Mi paso por Kolkata (Calcuta) ha sido fugaz, incluso atropellado.
Llegué por la noche al aeropuerto y cogí directamente un taxi para el reputado Hotel Heritage, por allí cerquita. No sé si sería reputada, pero reputísima seguro, la madre que parió al que se le ocurrió dar la licencia de hotel a aquellas cuatro paredes. Aunque, pensándolo bien, y después de haber visto otros sitios, no estaba mal del todo. Eh!, que la habitación tenía baño propio (lo de los baños merece un post entero, ya llegará). Y es que lo primero que se aprende al llegar aquí es que no se puede juzgar nada, ¡nada!, en nuestra escala de allí.
Tras el mostrador de la recepción del hotel (del que por otro lado sospecho que era el único huésped) había 6 o 7 tíos metidos; todos, en dos metros cuadrados. Uno me tomaba los datos, el otro fotocopiaba mi pasaporte y los otros... no sé, miraban. Lo del excedente de mano de obra es asunto general aquí. Por cierto, los 7, salvo uno que hacía guardia, estaban durmiendo en sacos en la recepción del hotel cuando me desperté prontito, como a las 4 de la mañana, para coger el tren a Purulia.

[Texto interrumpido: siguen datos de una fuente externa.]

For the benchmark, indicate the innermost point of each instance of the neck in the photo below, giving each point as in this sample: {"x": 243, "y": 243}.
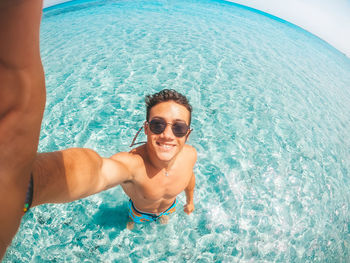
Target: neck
{"x": 158, "y": 164}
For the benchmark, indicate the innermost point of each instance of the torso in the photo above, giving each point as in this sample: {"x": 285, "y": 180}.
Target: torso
{"x": 151, "y": 190}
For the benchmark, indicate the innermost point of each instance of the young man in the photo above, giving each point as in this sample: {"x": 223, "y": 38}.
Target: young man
{"x": 152, "y": 175}
{"x": 163, "y": 167}
{"x": 28, "y": 178}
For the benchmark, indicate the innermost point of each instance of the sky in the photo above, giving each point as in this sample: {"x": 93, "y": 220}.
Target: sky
{"x": 327, "y": 19}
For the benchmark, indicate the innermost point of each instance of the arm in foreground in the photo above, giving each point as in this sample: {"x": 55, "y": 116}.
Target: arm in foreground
{"x": 189, "y": 207}
{"x": 22, "y": 102}
{"x": 75, "y": 173}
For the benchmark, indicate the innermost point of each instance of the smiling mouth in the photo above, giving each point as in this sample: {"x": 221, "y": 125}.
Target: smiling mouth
{"x": 165, "y": 146}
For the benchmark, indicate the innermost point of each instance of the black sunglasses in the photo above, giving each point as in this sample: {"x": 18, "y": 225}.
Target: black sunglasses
{"x": 158, "y": 125}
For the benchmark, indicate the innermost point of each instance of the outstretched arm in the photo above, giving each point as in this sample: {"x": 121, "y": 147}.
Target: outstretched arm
{"x": 75, "y": 173}
{"x": 22, "y": 102}
{"x": 189, "y": 207}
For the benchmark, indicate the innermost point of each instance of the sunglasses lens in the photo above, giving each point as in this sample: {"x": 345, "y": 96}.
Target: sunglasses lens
{"x": 179, "y": 129}
{"x": 157, "y": 126}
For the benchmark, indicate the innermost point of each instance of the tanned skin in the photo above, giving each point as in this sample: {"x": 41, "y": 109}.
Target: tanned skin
{"x": 71, "y": 174}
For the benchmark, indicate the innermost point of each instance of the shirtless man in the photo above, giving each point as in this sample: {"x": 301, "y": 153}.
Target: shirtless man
{"x": 28, "y": 178}
{"x": 163, "y": 167}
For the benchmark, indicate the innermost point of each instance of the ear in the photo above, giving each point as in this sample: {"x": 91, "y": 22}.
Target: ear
{"x": 188, "y": 134}
{"x": 145, "y": 127}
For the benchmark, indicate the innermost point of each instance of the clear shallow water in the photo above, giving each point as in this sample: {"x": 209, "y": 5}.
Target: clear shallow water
{"x": 271, "y": 125}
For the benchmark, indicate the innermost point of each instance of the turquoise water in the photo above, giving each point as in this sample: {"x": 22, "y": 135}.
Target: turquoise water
{"x": 271, "y": 125}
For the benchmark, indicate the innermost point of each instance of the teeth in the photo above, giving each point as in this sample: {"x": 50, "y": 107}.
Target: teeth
{"x": 166, "y": 146}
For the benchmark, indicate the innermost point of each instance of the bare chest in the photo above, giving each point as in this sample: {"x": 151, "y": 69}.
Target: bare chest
{"x": 162, "y": 186}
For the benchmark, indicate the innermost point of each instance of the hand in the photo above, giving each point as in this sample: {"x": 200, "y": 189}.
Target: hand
{"x": 188, "y": 208}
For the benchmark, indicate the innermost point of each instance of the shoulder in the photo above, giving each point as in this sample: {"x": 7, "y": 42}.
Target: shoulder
{"x": 190, "y": 152}
{"x": 132, "y": 159}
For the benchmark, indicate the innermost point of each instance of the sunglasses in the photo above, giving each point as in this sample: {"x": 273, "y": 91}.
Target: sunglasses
{"x": 158, "y": 126}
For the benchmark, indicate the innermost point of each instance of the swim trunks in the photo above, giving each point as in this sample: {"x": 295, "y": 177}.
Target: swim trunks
{"x": 141, "y": 217}
{"x": 29, "y": 195}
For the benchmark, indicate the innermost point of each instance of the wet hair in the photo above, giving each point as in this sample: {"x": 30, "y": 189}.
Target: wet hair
{"x": 166, "y": 95}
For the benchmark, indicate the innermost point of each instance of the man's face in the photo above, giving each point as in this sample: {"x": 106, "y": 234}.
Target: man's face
{"x": 166, "y": 146}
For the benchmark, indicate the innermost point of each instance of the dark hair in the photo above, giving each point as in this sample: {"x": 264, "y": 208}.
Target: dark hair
{"x": 166, "y": 95}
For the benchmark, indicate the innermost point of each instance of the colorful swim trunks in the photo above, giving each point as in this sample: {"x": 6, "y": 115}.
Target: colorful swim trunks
{"x": 141, "y": 217}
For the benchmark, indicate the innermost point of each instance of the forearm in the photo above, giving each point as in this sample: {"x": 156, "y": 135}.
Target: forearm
{"x": 189, "y": 190}
{"x": 19, "y": 27}
{"x": 67, "y": 175}
{"x": 22, "y": 92}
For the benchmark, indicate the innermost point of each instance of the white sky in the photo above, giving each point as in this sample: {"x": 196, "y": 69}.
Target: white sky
{"x": 327, "y": 19}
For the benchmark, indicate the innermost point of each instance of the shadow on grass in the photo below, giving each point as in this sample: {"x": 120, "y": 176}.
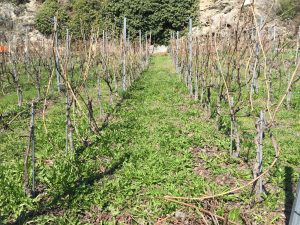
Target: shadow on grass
{"x": 85, "y": 184}
{"x": 71, "y": 192}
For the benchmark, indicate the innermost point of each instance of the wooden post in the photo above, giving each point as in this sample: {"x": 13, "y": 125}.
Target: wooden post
{"x": 190, "y": 72}
{"x": 177, "y": 51}
{"x": 298, "y": 47}
{"x": 295, "y": 213}
{"x": 260, "y": 146}
{"x": 257, "y": 171}
{"x": 67, "y": 121}
{"x": 124, "y": 55}
{"x": 32, "y": 147}
{"x": 140, "y": 42}
{"x": 26, "y": 52}
{"x": 57, "y": 66}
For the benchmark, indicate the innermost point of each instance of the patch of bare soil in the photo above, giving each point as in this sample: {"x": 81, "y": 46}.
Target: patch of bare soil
{"x": 97, "y": 216}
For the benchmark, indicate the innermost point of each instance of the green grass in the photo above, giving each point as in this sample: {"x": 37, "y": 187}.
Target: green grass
{"x": 145, "y": 153}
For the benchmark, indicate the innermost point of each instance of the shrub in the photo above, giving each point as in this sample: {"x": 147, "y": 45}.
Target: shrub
{"x": 288, "y": 9}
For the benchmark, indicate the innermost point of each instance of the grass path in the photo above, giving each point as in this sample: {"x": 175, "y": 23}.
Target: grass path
{"x": 143, "y": 155}
{"x": 157, "y": 142}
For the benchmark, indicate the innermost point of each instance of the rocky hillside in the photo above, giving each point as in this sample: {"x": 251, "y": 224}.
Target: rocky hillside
{"x": 17, "y": 19}
{"x": 225, "y": 12}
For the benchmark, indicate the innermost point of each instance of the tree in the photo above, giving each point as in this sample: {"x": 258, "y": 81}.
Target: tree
{"x": 158, "y": 16}
{"x": 44, "y": 17}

Tenía que ir hasta la Howrah Station, y habían llamado a un taxi. Discutí el precio con un propio que apareció por allí, cuya función era cerrar el deal, porque sabía hablar "inglés", aunque... (queridos lectores, admito que mi incapacidad para entender a estos hindúes me tiene deprimido. Pienso para mí que en realidad me toman el pelo y que me hablan en indi, bengalí, o lo que sea... porque es que no entiendo naaaaada de lo que me dicen). Bueno, pues una vez que el locutor de la BBC me dejó en manos del taxista, desdentado él, y con menos conocimientos de la lengua de Shakespeare que el Fary, se inició uno de los episodios más chocantes que me han ocurrido nunca.
En fin, se supone que me habían hecho precio de turista, me habían clavado 200 rupias por el trayecto (menos de 4 euros al cambio, anyway). Así que, cuando el tipo, apenas recorridos 100 metros del hotel, se arrima a la acera y, al grito de "¡Howrah Station!", consigue que dos se cuelen en el taxi... cuando tras repetir varias veces esa maniobra, éramos ya 6 en el taxi... cuando el pelas se baja para sugerirme que mejor metemos la mochila en el maletero, que aún cabe uno más... entonces supe que aquella madrugada iba a ser peculiar.
El taxi, se lo imaginarán, era un Tata de antes de que hubiera nacido el propio fundador de la Tata, y allí íbamos los 6, 7, 8, no sé, perdí la cuenta ¿qué quieren?... uno se me quedó dormido en el hombro, el otro me preguntaba algo, sonriendo, quizás en inglés, quizás en otro idioma, qué más daba, y parecía descojonarse cuando me limitaba a elevar un poco los hombros... De vez en cuando se bajaba uno (quien por cierto pagaba no más de 10 rupias, lo demás ya corría por cuenta del turista). Y el taxista, el avezado optimizador de carreras, mientras tanto... pitaba.
Pero atención, despejen la idea de la pitada breve, avisando, pidiendo paso; noooo, aquí sí que saben lo que es pitar. O mejor: lo que saben es levantar, de vez en cuando, la mano de la bocina. De verdad, es difícil de creer, háganse a la idea: he llegado a contar hasta 20 segundos seguidos de pitada. Vamos, ni en el Bernabeu. Yo no puedo evitar descojonarme al oirlo, se me escapa la carcajada, qué coño pita?... porque además los toques de bocina son fantasiosos: algunos se limitan a la melodía clásica del piiiiií, pero otros arriesgan con ese tirulirulí-tirulirulá que tanto agrada en cualquier atracción de feria, y los hay, atrevidos ellos, que ya se lucen con arabescos musicales que, reconozcámoslo, tienen su punto. Como además la partitura da para 10 o 20 segundos, las construcciones son de lo más elaboradas.
Pero la cuestión es, ¿¿a quién pitaba??